# How do I know how many watts my lights are?



## raindog (Feb 18, 2010)

It doesnt say anything on the package..it was free...but it says 6,700k on one bulb and F14/T5/BP on the other bulb which glows a slight reddish color... this light is supposed to be good for size 25 tall planted aquariums, but im not so sure considering i see people saying we need 3-4 watts per gallon..it doesnt say the word watts anywhere on my bulbs!


----------



## Nymsley (Mar 24, 2009)

The number after F indicates the number of watts in most cases so yours is 14 watts. Was the other bulb in the same box? Its probably 14W, too. The T5 part refers to the bulb diameter (⅝ of an inch) and BP is bi-pin. (Other letter combinations can tell you the type of light.)

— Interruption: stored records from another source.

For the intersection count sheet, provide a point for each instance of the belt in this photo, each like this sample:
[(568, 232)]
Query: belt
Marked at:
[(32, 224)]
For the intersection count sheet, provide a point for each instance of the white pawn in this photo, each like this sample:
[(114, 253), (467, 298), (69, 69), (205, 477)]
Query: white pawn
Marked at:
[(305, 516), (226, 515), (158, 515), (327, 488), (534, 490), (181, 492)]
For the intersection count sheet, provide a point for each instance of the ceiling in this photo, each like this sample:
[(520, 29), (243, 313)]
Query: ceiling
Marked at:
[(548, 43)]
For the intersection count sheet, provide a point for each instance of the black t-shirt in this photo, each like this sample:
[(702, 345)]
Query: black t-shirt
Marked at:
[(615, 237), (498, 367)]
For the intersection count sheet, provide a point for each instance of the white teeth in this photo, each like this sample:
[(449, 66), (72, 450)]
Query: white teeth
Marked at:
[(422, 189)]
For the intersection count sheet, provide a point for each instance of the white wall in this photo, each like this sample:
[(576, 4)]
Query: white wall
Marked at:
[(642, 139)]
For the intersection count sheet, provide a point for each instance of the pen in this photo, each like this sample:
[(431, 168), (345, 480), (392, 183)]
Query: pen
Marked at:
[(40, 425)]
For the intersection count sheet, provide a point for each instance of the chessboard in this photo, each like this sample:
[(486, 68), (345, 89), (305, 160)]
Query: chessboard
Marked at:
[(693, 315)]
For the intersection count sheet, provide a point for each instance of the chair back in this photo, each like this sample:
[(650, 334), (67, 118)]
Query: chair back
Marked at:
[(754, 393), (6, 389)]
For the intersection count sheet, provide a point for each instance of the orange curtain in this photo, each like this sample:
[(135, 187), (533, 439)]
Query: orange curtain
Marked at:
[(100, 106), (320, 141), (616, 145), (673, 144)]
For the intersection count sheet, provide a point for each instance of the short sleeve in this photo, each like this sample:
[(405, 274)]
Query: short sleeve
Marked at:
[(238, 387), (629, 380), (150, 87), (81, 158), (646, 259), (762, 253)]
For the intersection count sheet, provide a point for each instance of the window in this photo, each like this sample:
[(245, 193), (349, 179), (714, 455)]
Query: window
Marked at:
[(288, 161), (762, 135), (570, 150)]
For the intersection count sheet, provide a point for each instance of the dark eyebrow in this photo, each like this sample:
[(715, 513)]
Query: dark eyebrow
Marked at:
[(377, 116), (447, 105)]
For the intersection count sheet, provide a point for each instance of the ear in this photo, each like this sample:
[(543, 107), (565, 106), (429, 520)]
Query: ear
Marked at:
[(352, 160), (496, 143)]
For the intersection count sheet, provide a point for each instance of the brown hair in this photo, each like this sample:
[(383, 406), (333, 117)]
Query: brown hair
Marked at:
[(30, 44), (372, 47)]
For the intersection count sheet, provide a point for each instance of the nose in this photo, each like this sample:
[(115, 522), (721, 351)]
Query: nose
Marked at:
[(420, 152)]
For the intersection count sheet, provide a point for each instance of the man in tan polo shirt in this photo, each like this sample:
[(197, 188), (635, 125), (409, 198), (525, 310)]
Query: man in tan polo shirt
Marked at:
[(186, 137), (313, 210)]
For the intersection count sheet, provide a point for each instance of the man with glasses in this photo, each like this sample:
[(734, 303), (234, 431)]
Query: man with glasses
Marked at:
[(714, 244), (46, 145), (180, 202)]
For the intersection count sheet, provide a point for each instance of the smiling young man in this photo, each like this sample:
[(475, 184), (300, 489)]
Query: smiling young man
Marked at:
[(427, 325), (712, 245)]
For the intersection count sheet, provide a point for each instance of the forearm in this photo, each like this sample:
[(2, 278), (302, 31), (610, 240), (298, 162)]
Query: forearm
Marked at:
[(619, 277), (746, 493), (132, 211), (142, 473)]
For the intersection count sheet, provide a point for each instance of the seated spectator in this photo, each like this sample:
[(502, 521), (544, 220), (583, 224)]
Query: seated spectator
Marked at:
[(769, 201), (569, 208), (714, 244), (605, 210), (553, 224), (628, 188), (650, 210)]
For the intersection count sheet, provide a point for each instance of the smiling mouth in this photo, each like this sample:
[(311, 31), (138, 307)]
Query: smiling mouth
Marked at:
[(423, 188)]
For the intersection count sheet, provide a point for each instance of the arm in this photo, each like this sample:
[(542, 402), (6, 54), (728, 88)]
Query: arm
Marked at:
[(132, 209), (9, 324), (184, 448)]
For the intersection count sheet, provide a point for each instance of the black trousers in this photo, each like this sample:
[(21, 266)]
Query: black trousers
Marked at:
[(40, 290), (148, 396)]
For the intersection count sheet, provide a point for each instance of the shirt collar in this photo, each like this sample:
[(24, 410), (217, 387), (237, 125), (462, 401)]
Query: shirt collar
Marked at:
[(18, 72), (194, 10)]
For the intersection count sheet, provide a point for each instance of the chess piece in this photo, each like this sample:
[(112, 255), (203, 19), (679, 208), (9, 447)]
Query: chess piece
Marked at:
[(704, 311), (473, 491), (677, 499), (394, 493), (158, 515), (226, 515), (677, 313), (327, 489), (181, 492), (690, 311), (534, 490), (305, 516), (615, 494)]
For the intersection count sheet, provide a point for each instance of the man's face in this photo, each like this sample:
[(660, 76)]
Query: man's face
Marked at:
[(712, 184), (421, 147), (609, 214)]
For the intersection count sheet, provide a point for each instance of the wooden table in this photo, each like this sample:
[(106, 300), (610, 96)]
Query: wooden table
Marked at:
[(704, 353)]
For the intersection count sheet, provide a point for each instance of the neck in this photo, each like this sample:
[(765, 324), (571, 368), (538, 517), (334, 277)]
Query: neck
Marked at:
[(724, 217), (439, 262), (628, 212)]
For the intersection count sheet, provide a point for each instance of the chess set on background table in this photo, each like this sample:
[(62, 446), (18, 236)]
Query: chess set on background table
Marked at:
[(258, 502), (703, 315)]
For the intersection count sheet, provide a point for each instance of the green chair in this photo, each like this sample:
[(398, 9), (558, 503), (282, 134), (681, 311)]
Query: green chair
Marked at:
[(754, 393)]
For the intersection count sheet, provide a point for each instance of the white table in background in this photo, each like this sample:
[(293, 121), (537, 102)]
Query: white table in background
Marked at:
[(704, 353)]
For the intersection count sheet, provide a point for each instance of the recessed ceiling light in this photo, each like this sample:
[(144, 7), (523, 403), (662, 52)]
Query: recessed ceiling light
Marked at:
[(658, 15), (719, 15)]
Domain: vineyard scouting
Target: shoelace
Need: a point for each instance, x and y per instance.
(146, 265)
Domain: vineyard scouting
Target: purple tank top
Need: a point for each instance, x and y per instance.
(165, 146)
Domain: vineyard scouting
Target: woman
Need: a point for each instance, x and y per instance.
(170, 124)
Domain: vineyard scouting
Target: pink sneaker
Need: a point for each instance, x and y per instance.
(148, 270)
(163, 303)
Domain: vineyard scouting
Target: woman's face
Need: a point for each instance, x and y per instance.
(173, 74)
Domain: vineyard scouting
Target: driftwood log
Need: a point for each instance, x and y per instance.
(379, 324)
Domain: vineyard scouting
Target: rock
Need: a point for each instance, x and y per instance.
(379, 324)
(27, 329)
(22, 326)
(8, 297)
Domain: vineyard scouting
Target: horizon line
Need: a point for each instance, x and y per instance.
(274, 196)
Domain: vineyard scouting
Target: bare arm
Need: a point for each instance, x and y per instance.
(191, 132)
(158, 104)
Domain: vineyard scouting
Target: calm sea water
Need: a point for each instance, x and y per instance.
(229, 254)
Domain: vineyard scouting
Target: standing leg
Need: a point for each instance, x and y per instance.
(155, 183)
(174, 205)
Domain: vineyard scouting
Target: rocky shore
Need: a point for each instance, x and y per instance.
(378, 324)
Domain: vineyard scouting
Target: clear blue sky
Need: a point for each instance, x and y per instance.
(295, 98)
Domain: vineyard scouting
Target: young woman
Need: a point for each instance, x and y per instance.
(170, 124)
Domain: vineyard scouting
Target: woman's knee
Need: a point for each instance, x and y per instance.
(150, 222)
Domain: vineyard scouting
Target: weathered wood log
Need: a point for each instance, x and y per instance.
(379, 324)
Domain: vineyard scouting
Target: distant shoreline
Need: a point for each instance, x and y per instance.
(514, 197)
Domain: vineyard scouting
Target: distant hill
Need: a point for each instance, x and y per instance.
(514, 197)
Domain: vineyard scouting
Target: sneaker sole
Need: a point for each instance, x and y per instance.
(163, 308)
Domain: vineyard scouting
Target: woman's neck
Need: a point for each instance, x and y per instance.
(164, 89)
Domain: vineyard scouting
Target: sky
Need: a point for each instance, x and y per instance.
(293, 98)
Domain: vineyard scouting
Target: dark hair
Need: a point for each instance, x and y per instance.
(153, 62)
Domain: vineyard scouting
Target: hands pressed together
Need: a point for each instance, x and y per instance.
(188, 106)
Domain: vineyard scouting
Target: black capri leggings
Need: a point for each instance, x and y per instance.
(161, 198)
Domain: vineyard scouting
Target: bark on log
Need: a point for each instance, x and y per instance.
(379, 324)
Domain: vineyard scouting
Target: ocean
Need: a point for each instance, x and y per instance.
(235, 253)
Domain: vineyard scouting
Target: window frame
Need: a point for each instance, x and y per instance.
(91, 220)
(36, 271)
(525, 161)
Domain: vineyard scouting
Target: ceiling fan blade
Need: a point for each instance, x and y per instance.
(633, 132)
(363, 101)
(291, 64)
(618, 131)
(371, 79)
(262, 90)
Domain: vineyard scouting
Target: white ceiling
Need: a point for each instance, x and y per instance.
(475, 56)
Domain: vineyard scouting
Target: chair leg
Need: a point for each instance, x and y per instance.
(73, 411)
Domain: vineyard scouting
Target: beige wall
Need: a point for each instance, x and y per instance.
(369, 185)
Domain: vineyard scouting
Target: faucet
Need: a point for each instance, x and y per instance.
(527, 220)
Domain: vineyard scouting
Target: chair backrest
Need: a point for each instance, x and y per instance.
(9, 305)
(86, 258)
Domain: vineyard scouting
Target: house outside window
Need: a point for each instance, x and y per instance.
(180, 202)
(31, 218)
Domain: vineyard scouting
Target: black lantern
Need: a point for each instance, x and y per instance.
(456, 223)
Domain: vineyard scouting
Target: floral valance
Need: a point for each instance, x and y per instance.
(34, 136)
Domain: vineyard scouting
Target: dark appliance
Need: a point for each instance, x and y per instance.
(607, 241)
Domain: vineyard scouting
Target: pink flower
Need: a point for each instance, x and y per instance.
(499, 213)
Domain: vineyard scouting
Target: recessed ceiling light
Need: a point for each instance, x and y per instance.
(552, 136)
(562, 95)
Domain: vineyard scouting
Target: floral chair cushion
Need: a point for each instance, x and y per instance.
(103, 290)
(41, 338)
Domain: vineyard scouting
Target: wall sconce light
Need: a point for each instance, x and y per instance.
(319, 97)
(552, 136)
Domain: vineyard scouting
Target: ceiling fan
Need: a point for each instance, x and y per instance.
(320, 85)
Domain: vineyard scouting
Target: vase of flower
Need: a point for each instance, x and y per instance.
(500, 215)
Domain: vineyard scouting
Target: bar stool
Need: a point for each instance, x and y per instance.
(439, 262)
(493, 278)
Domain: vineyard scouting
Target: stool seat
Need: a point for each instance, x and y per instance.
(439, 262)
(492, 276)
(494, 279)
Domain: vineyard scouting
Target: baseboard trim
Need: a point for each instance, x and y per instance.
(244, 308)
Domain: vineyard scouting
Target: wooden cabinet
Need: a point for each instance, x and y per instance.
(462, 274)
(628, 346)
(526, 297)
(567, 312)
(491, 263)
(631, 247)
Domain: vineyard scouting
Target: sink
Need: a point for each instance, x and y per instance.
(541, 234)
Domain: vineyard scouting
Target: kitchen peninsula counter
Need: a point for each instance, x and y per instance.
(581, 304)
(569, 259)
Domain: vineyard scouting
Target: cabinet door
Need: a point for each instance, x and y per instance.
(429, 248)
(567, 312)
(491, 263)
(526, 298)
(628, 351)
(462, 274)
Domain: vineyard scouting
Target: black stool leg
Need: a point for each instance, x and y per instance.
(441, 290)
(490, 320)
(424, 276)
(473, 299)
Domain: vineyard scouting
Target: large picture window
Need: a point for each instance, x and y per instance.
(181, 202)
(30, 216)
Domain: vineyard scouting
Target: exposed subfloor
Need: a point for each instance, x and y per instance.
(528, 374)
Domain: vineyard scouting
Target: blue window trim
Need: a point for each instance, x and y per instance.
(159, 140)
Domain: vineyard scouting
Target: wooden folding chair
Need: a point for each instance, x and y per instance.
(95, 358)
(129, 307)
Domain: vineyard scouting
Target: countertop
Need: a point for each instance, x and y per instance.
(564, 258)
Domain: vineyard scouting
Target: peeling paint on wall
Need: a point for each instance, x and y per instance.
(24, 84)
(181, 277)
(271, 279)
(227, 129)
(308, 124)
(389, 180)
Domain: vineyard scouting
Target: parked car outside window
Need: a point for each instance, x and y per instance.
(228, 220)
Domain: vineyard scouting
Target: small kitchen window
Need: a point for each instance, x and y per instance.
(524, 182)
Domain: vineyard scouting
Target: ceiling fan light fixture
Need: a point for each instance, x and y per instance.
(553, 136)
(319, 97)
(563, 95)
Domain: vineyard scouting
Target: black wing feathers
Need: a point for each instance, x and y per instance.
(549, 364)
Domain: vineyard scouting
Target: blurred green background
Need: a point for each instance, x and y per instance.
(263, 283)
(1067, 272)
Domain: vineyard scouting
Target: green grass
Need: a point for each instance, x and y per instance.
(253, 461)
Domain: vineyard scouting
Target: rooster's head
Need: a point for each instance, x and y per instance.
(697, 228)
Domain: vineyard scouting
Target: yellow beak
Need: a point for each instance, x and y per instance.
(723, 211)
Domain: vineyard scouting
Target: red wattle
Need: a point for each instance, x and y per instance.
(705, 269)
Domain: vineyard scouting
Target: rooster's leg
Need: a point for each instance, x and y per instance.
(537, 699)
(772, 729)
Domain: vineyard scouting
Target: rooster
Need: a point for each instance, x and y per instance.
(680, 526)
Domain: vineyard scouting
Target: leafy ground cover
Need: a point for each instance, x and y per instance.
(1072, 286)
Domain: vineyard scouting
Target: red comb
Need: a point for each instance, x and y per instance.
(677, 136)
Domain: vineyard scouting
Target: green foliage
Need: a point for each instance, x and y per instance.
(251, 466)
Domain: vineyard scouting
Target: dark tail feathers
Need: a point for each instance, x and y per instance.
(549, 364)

You definitely do not need 3-4W/gal of light.


----------



## sollie7 (Nov 3, 2009)

14w


----------



## Newt (Apr 1, 2004)

F14/T5/BP:
F = Fluorescent
14 = Watts
T = Tube
5 = 8th of an inch diameter
BP (I think it may be RP) = Reptile. If it is BP I dont know as I've never seen this designation.

The 6700 is a temperature in the Kelvin scale which relates to a color when a black iron body at absolute zero is heated. It will turn color as it gets hotter. So the manufacturer thinks the color the bulb burns at is the color you would get with that iron body at 6700 degrees kelvin. They are typically a 'stretch'.


----------



## raindog (Feb 18, 2010)

thank you all for the help..after reading your posts I started digging somemore on the internet, it makes alot more sense now..thanks..i believe i have 28 total watts in my 25.6 gallon tall aquarium..thats slightly over 1 watt per gallon..lol..not sure if thats good enough for alot of plants..but it must be good enough for atleast SOME plants...i will probably get plants with lower light requirements..but i still have to do alot of research..this appears to be a pretty awesome site to learn about planted tanks...i've pretty much mastered the art of caring for fish over the years..next step is to master planted freshwater...then one day reef and anonemies (sp) thanks fellas :tea:


----------